WASHINGTON – Today on the floor, U.S. Senator John Cornyn (R-TX) discussed the Democrats’ delay tactics and the proposed rule change to speed up the process of cloture votes on certain low-level, non-controversial nominations. Excerpts of Sen. Cornyn’s floor remarks are below, and video can be found here.

“This is an abuse of the Senate rules to do nothing but to obstruct and to slow down President Trump's well-qualified nominees for important positions. This is not about their qualifications. This is not about exercising the constitutional responsibility of advice and consent. In virtually every instance in which the clock has been burned to get to an eventual vote, these largely noncontroversial nominees have been confirmed overwhelmingly. Call it part of the ‘Trump Derangement Syndrome’ or the ‘Never Trump’ effort.”

“This treatment has grabbed headlines, but the story that doesn't get much attention is what I want to talk about now, this practice of eating up time on the floor, using every second of the rules to essentially eliminate the possibility we can take up other bipartisan legislation or consider these nominees on any sort of efficient and effective basis.”

“The floor is being occupied by nominations that are uncontroversial, and we're unable to get to other important work that the American people want us to do.”

“This is part of a concerted effort to undermine the Trump Administration to deny them the appointees necessary for them to conduct the nation's business, and in many instances, these are ambassadors who should be representing the United States of America in foreign countries where it's important that we maintain good communication with those other countries.”

“Over the last two years, our colleagues on the other side of the aisle have forced votes on nominees which in previous years would have sailed through the Senate.”

“Nearly half received the support of 60 or more senators during the cloture vote and more than a third got 70-plus votes. The delay and obstruction has led to a long list of vacancies, as I said, across every department and agency. Critical leadership positions have gone unfulfilled while the nominees awaited confirmation vote before the Senate.”

“That's why the rules change that we are contemplating is so important. It would expedite the process for many nominees to receive a vote on the floor. It won't change the number of votes they need to get confirmed. You still need to get a majority of votes or tilt the scale in their favor in any way. It will simply make sure that we're not wasting time that's not being used in order to delay or defeat nominations.”

“We've been told by our Senate colleagues on the other side that if we were to pass a rule limiting the post-cloture time to two hours and we would start it in 2021, at the end of President Trump's current term of office, they would vote for it.  So this is really an unprincipled and nakedly partisan approach, because while they're willing to do it for the next president – and it could well be a second Trump term, it could well be another president – they won't do it now which demonstrates the hypocrisy that they are exhibiting here.”

“I would point out that this rule change does not apply to all nominees. High-level cabinet positions and Supreme Court justices would still receive the 30 hours of debate time after 51 senators have voted to proceed to that vote.”

“It's important to note that this type of rules change isn't new.
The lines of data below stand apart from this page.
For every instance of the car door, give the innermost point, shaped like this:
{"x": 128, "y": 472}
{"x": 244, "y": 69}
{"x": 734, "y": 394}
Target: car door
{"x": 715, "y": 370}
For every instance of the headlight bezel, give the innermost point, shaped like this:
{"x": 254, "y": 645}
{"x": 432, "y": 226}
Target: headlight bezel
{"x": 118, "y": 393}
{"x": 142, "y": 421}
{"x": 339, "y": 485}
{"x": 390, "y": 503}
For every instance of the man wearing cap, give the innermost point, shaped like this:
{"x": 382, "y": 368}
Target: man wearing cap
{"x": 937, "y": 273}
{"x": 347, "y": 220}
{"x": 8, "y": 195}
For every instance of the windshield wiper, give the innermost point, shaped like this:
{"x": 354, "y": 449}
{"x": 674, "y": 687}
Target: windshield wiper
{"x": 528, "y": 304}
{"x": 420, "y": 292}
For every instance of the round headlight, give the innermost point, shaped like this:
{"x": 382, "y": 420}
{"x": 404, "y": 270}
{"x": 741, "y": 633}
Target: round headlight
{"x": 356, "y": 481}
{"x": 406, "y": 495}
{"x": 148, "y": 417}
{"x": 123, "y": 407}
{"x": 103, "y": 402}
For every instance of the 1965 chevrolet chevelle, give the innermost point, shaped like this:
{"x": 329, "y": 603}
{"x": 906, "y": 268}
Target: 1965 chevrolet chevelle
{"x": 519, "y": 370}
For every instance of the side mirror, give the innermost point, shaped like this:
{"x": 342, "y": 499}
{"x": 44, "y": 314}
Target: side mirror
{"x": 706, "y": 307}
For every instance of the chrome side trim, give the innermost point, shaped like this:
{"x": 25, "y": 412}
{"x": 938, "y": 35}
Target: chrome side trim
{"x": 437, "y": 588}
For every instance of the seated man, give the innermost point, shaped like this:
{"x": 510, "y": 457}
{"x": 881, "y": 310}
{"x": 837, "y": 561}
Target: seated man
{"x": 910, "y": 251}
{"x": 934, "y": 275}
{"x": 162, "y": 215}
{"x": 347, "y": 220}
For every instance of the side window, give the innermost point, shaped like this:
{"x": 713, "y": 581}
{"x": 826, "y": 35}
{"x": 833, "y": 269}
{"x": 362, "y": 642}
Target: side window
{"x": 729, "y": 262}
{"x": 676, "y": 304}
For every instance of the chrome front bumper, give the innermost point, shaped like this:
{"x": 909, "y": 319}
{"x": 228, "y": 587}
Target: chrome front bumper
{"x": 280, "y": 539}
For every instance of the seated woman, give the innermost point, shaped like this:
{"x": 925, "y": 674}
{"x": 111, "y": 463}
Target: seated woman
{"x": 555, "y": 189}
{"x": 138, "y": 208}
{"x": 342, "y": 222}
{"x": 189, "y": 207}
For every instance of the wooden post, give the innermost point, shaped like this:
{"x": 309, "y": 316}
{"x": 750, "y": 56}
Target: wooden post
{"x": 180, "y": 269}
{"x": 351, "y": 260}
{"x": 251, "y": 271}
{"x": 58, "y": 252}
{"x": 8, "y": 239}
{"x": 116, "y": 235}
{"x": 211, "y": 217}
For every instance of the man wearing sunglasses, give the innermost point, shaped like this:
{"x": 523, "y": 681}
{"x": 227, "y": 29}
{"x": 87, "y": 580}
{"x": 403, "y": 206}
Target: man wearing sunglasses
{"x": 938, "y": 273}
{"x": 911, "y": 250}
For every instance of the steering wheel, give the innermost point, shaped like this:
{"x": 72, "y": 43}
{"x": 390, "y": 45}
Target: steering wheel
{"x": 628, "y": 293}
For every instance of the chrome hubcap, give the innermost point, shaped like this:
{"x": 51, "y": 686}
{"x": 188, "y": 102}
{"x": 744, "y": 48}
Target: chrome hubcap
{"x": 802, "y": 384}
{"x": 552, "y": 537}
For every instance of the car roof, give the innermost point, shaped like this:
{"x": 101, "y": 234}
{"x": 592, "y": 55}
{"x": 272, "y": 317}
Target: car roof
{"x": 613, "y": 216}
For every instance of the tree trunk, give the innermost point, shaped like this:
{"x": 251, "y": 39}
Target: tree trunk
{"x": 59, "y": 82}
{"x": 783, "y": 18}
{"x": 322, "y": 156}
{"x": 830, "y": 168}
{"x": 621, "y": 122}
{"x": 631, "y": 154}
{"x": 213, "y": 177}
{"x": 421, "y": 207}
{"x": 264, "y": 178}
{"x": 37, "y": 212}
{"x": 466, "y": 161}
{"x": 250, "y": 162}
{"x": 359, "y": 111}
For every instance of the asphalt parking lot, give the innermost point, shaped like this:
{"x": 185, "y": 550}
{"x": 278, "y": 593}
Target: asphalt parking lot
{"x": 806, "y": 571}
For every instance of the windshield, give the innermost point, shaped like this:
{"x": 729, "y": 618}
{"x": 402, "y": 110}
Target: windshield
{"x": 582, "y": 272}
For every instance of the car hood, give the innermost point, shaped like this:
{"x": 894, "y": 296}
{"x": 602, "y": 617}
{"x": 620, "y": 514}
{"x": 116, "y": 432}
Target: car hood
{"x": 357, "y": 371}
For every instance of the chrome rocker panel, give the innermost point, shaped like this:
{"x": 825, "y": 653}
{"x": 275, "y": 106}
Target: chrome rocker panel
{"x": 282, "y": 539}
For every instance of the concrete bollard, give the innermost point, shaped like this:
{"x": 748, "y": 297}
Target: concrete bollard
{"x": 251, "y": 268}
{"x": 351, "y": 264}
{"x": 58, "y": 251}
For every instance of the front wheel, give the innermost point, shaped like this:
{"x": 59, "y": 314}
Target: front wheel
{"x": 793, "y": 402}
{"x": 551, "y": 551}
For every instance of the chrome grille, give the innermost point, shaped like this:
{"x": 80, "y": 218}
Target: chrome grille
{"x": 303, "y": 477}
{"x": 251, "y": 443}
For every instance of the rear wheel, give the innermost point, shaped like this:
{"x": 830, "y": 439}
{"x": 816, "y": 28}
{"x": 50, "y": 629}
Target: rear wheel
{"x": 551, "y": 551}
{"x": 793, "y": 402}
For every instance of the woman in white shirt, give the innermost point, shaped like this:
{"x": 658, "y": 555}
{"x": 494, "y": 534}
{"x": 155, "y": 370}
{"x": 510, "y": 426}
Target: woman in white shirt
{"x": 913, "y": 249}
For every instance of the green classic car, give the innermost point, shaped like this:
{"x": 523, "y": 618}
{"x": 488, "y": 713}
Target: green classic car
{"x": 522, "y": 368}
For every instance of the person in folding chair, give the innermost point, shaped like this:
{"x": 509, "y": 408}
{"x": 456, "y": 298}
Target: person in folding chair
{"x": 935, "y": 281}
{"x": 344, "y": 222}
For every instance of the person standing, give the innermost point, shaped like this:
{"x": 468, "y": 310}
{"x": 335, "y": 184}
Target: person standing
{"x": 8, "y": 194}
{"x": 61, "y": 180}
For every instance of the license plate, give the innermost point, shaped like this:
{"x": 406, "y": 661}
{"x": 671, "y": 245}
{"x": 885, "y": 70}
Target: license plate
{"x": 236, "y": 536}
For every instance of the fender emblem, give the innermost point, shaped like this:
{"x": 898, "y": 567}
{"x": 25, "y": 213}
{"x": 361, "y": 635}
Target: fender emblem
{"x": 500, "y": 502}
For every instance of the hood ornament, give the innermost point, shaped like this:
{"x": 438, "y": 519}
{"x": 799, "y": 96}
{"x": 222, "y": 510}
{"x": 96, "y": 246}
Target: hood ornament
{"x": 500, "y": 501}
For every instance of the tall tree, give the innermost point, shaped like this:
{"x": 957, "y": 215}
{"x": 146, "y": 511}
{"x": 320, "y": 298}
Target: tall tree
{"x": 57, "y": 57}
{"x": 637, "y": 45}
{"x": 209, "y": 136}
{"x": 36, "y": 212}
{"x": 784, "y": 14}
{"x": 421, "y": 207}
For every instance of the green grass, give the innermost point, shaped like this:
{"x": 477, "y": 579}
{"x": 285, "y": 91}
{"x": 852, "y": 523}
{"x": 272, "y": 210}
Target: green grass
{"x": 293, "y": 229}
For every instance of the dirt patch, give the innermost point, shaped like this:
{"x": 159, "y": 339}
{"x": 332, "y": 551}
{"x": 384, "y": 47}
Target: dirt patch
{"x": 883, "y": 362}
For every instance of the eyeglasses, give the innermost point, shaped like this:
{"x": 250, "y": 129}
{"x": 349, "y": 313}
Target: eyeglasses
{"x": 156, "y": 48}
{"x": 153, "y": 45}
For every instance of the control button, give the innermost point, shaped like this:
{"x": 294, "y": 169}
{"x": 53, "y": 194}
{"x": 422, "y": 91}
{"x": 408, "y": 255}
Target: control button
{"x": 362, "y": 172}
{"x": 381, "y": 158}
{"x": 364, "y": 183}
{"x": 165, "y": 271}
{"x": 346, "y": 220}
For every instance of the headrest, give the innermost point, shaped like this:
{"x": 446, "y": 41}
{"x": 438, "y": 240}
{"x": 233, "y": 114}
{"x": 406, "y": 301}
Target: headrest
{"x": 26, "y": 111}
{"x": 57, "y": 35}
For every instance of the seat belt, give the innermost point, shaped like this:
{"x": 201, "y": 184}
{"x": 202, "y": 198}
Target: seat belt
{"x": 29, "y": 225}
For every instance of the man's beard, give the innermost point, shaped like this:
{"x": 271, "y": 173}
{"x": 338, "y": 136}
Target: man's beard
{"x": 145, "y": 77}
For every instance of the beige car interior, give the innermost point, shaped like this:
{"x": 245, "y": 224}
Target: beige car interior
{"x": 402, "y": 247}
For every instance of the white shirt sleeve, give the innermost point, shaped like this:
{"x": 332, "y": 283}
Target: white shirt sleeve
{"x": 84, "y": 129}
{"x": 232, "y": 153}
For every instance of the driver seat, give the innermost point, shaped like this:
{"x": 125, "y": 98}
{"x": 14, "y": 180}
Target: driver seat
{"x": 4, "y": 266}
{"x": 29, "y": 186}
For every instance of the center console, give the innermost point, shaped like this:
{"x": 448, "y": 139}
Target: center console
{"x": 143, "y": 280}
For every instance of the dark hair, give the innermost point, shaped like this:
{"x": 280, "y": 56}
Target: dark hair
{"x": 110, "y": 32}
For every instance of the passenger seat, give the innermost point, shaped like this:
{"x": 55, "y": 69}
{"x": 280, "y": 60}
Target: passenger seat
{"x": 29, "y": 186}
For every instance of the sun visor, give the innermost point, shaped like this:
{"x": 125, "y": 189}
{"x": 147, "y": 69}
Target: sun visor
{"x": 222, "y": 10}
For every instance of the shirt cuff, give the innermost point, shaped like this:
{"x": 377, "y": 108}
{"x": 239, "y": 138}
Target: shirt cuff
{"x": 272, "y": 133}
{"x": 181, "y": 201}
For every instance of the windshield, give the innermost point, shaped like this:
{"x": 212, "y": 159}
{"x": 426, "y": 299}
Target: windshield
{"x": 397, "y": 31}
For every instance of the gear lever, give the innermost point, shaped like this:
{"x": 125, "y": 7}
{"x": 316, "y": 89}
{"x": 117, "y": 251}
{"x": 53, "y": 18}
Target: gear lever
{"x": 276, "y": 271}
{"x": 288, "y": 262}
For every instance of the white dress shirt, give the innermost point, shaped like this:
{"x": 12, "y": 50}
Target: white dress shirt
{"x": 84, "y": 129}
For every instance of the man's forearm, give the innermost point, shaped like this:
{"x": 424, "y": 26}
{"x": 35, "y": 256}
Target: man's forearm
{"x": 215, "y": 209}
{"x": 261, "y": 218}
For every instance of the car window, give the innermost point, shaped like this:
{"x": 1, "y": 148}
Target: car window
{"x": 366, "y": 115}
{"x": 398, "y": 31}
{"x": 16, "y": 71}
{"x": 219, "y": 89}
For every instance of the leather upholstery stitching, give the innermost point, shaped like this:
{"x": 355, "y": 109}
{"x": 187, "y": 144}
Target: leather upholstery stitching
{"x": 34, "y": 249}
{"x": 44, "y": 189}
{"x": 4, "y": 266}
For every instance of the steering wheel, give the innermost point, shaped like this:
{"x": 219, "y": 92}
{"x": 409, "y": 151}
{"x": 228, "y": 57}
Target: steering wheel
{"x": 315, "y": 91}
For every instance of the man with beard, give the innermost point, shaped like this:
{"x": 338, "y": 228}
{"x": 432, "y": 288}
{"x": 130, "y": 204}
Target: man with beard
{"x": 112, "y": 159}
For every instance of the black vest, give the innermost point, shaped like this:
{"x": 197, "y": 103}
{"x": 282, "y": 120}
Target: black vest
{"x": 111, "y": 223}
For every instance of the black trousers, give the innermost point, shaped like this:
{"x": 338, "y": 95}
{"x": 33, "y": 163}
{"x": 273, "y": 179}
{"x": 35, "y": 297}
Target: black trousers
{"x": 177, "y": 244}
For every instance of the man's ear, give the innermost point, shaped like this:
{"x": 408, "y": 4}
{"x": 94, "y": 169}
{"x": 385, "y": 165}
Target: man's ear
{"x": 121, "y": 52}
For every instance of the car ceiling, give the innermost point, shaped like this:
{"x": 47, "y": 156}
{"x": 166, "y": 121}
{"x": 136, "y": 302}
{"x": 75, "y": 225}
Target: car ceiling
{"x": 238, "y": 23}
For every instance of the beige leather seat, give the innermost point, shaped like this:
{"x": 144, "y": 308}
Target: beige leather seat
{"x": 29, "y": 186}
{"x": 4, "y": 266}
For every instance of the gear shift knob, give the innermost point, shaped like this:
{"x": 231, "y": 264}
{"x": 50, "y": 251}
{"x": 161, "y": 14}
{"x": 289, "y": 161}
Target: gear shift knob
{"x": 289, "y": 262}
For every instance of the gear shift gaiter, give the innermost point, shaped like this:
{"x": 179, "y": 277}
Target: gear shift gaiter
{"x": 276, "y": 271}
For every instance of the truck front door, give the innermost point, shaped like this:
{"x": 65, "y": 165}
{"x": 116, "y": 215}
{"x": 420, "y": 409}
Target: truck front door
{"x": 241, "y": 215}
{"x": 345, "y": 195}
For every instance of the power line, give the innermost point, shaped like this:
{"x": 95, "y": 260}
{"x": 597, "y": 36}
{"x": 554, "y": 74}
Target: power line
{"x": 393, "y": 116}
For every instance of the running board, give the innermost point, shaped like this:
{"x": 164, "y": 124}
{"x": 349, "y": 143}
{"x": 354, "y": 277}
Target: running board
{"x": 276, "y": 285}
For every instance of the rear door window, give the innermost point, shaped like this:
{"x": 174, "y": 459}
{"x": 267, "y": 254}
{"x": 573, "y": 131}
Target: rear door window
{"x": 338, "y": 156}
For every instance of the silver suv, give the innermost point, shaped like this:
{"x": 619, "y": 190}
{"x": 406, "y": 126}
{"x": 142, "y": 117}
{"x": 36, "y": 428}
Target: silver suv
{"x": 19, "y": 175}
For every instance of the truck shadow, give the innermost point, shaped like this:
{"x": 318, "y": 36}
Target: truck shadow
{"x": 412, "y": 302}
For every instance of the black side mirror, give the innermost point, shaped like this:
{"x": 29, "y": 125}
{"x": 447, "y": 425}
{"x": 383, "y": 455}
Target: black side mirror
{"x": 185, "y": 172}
Actually, in 2013 there was a negotiated bipartisan standing rule when Majority Leader Harry Reid and the current Democratic leader, Chuck Schumer, introduced a similar change to speed up the process, and this simply builds on the foundation that they laid then. So if we ask them to do now what was done then on a bipartisan basis, their answer is no, for no good reason other than it's President Trump who presumably would benefit from this restoration of that same process.”

“The political theater is being orchestrated by Senate Democrats and is impacting our ability to carry out our constitutional duty of advice and consent. I believe this is a necessary step to get the Senate back on track, and I will support this rule change when it comes to the floor for a vote and would encourage all of my colleagues to do the same.”